Fitting ellipse to 5 given points on the plane

The following is based on the fact that the determinant of a matrix is equal to zero when two rows are the same. Thus, if you plug any of the points in, you get a true statement.

SeedRandom[3];
pts = RandomReal[{-1, 1}, {5, 2}];
row[{x_, y_}] := {1, x, y, x*y, x^2, y^2};
eq = Det[Prepend[row /@ pts, row[{x, y}]]] == 0

(* Out: 
   0.0426805-0.0293168x-0.155097x^2-0.019868y-0.087933x*y-0.061593y^2 == 0
*)

ContourPlot[Evaluate[eq], {x, -1, 1}, {y, -1, 1},
  Epilog -> Point[pts]]

The general equation of an ellipse (here) is given by:

ellipse[x_, y_] = a x^2 + b x y + c y^2 + d x + e y + f == 0;

solving using 5 points results in:

SeedRandom[3];
pts = RandomReal[{-1, 1}, {5, 2}];
sol = Solve[ellipse @@@ pts];
ellipse[x, y] /. sol[[1]] // Simplify

(*a (-0.275185 + 1. x^2 + x (0.189022 + 0.566953 y) + 0.1281 y + 
    0.397124 y^2) == 0*)

all $a$ values result in the same equation except when $a=0$.

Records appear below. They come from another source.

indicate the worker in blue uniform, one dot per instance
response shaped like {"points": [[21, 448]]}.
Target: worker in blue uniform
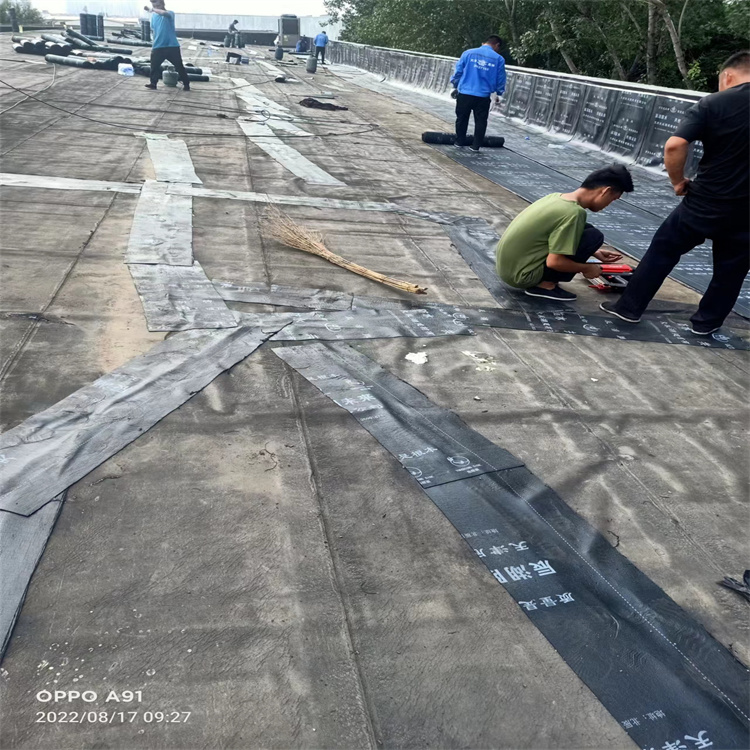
{"points": [[165, 45], [479, 74], [321, 40]]}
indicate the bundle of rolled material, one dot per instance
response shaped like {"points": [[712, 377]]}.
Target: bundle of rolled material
{"points": [[448, 139]]}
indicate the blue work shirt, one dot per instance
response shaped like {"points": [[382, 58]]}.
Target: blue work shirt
{"points": [[480, 72], [162, 30]]}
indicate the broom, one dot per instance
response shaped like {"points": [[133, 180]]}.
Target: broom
{"points": [[286, 231]]}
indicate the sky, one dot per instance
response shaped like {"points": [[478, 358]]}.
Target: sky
{"points": [[229, 7]]}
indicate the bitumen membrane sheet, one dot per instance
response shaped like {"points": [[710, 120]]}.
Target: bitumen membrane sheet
{"points": [[262, 567]]}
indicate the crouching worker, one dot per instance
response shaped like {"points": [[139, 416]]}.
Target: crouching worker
{"points": [[550, 241]]}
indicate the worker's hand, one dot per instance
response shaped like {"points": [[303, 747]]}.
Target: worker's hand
{"points": [[681, 187], [607, 256], [592, 271]]}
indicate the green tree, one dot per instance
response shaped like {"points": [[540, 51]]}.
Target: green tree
{"points": [[678, 43]]}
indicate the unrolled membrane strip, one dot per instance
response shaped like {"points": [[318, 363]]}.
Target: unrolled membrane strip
{"points": [[171, 159], [476, 241], [176, 298], [162, 229], [659, 330], [22, 543], [286, 296], [50, 451], [289, 158], [439, 217], [626, 227], [656, 670]]}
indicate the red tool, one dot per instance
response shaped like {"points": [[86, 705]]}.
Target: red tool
{"points": [[615, 277]]}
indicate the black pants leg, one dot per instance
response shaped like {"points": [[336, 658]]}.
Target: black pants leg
{"points": [[481, 113], [676, 236], [463, 112], [174, 55], [591, 240], [731, 256], [157, 58]]}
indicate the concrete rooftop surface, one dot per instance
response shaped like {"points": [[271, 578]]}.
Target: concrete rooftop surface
{"points": [[257, 558]]}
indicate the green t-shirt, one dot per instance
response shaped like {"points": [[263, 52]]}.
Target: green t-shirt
{"points": [[550, 225]]}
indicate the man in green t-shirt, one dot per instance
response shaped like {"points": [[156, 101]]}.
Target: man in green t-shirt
{"points": [[550, 241]]}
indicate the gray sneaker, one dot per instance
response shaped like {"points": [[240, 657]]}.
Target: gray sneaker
{"points": [[610, 308], [556, 294]]}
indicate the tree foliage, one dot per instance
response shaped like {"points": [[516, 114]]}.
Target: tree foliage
{"points": [[25, 13], [679, 43]]}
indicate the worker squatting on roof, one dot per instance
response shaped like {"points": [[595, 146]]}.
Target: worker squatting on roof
{"points": [[165, 45], [550, 241]]}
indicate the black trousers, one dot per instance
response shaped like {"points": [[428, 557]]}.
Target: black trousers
{"points": [[591, 240], [465, 105], [681, 231], [173, 54]]}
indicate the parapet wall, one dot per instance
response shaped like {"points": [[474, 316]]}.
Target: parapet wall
{"points": [[631, 121]]}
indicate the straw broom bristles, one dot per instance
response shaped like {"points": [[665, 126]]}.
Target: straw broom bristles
{"points": [[286, 231]]}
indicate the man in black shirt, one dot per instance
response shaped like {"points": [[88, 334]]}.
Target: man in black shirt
{"points": [[715, 204]]}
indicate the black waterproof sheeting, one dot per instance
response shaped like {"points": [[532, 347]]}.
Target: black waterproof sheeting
{"points": [[619, 123], [177, 298], [476, 241], [51, 450], [286, 296], [489, 141], [374, 324], [656, 670], [373, 317]]}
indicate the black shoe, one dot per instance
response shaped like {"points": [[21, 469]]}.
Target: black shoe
{"points": [[556, 294], [610, 308], [698, 331]]}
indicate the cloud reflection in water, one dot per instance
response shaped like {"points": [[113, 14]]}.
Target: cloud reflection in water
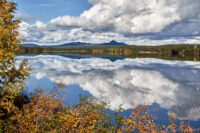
{"points": [[174, 85]]}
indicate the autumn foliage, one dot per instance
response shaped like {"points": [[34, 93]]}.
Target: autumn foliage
{"points": [[40, 112]]}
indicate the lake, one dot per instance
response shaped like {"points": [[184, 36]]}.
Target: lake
{"points": [[165, 86]]}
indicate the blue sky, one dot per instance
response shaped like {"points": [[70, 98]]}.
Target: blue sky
{"points": [[45, 10], [135, 22]]}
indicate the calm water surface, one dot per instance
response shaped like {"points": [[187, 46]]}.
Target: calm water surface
{"points": [[166, 86]]}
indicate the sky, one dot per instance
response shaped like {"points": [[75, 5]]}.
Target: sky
{"points": [[135, 22]]}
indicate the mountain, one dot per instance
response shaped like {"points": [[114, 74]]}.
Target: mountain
{"points": [[78, 44], [30, 45]]}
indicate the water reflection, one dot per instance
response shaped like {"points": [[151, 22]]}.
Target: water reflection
{"points": [[174, 85]]}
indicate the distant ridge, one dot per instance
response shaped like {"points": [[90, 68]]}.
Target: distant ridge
{"points": [[30, 45], [113, 43], [78, 44]]}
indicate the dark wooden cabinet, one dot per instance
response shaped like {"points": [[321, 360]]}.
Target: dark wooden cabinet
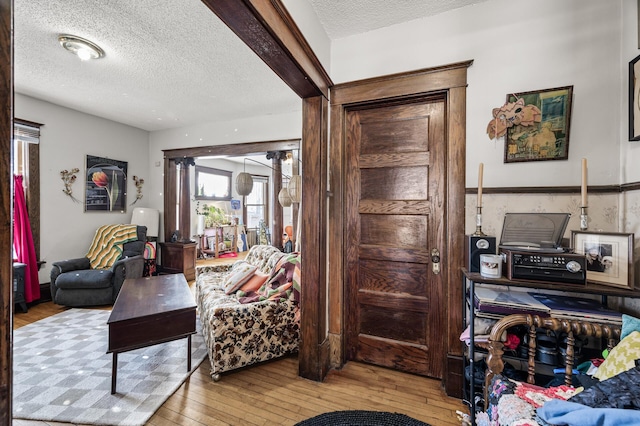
{"points": [[179, 258]]}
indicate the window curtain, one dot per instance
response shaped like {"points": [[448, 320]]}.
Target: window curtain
{"points": [[23, 242]]}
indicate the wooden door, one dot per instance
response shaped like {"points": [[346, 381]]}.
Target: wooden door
{"points": [[395, 200]]}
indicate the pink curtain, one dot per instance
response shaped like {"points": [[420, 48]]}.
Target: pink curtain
{"points": [[25, 251]]}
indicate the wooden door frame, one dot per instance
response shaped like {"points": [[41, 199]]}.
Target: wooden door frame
{"points": [[6, 211], [450, 81], [269, 30]]}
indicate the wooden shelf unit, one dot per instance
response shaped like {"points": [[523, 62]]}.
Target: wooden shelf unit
{"points": [[471, 279]]}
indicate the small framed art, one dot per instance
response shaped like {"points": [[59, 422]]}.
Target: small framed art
{"points": [[106, 185], [609, 257], [546, 133], [634, 99]]}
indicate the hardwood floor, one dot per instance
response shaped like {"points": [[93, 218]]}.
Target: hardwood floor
{"points": [[271, 393]]}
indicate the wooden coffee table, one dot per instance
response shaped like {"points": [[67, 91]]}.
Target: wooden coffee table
{"points": [[149, 311]]}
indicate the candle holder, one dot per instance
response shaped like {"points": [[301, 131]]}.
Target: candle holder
{"points": [[584, 223], [479, 232]]}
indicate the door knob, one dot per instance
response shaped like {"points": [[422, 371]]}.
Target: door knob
{"points": [[435, 261]]}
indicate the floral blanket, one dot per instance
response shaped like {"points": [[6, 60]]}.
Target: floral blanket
{"points": [[238, 334]]}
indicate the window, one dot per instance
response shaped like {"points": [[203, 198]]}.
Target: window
{"points": [[212, 184], [256, 204], [26, 162]]}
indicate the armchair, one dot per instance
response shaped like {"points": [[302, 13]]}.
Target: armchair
{"points": [[74, 283]]}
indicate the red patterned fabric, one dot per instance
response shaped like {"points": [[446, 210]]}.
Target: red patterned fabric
{"points": [[25, 251]]}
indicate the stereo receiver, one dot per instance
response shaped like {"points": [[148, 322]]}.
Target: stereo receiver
{"points": [[570, 268]]}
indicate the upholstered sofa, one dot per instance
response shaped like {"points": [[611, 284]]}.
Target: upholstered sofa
{"points": [[75, 283], [266, 326]]}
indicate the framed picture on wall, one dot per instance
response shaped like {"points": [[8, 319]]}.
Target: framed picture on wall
{"points": [[543, 134], [634, 99], [106, 185], [609, 256]]}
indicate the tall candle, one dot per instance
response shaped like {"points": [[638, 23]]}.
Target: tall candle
{"points": [[480, 170], [583, 189]]}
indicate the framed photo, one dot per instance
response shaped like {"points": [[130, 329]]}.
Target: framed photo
{"points": [[634, 99], [609, 257], [547, 135], [106, 185]]}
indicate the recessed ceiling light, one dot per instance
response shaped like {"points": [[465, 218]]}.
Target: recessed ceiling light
{"points": [[85, 49]]}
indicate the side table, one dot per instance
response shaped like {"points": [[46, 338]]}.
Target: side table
{"points": [[179, 258]]}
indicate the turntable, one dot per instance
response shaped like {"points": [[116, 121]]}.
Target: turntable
{"points": [[531, 246]]}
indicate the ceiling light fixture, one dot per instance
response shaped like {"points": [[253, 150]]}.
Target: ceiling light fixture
{"points": [[85, 49]]}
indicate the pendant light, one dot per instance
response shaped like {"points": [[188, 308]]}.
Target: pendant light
{"points": [[244, 182], [295, 188], [284, 198]]}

Through 5 points we can pass a conic, an ellipse, hyperbola etc. After Algohi's solution coefficients are obtained we can determine choice of conic by sign of the second evaluated invariant $ (b^2 - 4 a c) $ along with standard calculated expression for values of rotation/translation of central conic.A sign change test for a test point chosen inside or outside can be done,it should vanish on the arc.